A Persistência da Colonialidade na Academia – parte 1

Por Mayara Abrahão,

Aimé Césaire (1913-2008) foi um intelectual nascido na Martinica, colônia francesa na América Central, muito representativo no movimento da negritude na literatura francófona, bem como em relação ao pensamento pós-colonial e de-colonial.

Sua ação política e cultural inclui em 1935 a revista literária L’Étudiant Noir, em Paris e, em 1941, de volta à Martinica, a criação da revista literária Tropiques, fundada em parceria com Suzanne Roussi – com quem era casado – e outros intelectuais martiniquenhos, com o intuito de produzir e reforçar uma identidade própria, livre do eurocentrismo colonial.

Após a Segunda Guerra Mundial, Césaire exerce funções públicas na Martinica com apoio do Partido Comunista Francês e leciona francês e literatura no Liceu Schoelcher de Port-de-France, onde se estabelece na década de 1940, ali conhece e serve de inspiração ao teórico marxista Frantz Fanon, um de seus jovens alunos.

Seu texto Discurso sobre o Colonialismo (1978 [1950]), é um tratado político, uma crítica ao colonialismo europeu e uma convocação à valorização da identidade cultural dos povos colonizados, em especial dos africanos. O que Césaire sugere é que se façam ouvir as vozes silenciadas durante os séculos de exploração colonial, compreendendo que apenas a memória e a cultura poderiam produzir modelos de justiça social, unindo as pessoas em torno de um ideal de Nação, livre e justo.

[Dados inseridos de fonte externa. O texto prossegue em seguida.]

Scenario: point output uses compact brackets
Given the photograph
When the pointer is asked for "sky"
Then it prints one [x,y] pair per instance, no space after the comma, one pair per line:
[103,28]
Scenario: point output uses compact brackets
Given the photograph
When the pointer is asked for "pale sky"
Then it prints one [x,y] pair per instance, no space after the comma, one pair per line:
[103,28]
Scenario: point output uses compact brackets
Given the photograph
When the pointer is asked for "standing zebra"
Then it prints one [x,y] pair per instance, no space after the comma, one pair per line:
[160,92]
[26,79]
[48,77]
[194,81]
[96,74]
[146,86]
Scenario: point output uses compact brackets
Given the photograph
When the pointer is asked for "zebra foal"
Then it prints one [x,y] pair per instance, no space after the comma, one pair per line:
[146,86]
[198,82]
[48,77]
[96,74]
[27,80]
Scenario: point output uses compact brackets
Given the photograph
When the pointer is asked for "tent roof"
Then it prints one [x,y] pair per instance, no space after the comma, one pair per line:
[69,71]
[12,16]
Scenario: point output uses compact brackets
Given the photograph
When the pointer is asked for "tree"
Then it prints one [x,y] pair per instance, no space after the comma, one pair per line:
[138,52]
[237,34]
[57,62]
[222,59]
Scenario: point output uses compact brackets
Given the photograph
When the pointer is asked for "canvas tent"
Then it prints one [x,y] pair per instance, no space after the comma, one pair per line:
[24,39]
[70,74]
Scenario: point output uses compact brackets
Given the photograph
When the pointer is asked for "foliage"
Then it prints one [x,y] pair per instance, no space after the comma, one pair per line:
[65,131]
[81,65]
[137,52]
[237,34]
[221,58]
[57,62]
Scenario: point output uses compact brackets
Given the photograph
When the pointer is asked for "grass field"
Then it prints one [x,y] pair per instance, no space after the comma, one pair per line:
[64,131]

Aimé Césaire aponta para a violência da colonização cultural, pela qual, além da ocupação de territórios, há também a negação da cultura tradicional, o apagamento da memória autóctone. Para ele, a colonização do continente deixou uma marca de destruição da identidade africana. Césaire questiona as “culturas obrigatórias”, que invisibilizam a pluralidade dos grupos africanos: com a política colonial de assimilação, a sobrevivência nas colônias dependia, de fato, da europeização dos colonizados. Assim, o “esquecimento compulsório” da própria identidade transformava indivíduos numa massa disforme e apática, que não se reconhecia como africanos (ou martiniquenhos, americanos, latinos, etc.) nem como europeus e, dessa forma, eram incapazes de se rebelar contra o poder colonial.

A ciência produzida na Europa foi, durante o longo tempo de dominação colonial, uma ferramenta ideológica, que não apenas legitimava a dominação por meios biologicistas (nas teorias raciais e racistas), mas de maneira geral. Em todos os campos do conhecimento a Ciência era europeia, branca e civilizada. A negação de que os primeiros conhecimentos matemáticos surgiram de cientistas não europeus, o apagamento da produção do Oriente Médio durante a Idade Média europeia, são exemplos dessa política colonial.

Os saques de toda riqueza material e cultural das terras colonizadas tiveram uma função de apagamento. Muito mais do que roubar o ouro dos templos, os colonizadores retiraram referências culturais daqueles que agora se tornavam “o outro”. A hierarquia cultural seguiu a lógica colonial racista e os museus passaram a ter como função apresentar o exótico, vitrines que reforçavam a grandeza europeia.

Com essas críticas, Aimé Césaire critica não só o colonialismo europeu dos séculos XIX e XX, mas a lógica colonialista (e burguesa) ainda atual. A “Europa indefensável” se mantém hegemônica, em disputa com outras potências, pela manutenção de seu lugar privilegiado no campo científico, cultural e político. Essa “culpa histórica” não só persiste como parece aumentar.

Por isso, o tema d’O Discurso parece tão familiar, tanto em relação às culturas colonizadas, mas também em relação às “minorias” de forma geral. Reivindicar um espaço em meio a uma hegemonia é também tarefa nossa, enquanto cientistas sociais periféricos, buscando espaços na produção e distribuição do conhecimento. Quando pensamos em colonialidades e eurocentrismo, podemos claramente nos enxergar em conflito com saberes e sistemas feitos por e para um grupo privilegiado de países do “norte”.

As resistências anticoloniais se fazem necessárias no meio acadêmico do século XXI. Produzir conhecimento e pensar no tipo de conhecimento que desejamos produzir, por que meios, para quais fins. O texto de Aimé Césaire permite refletir sobre a importância da ciência e da cultura nas mais diversas esferas sociais e nos faz compreender a necessidade de buscar novas formas e novos conteúdos para o debate acadêmico.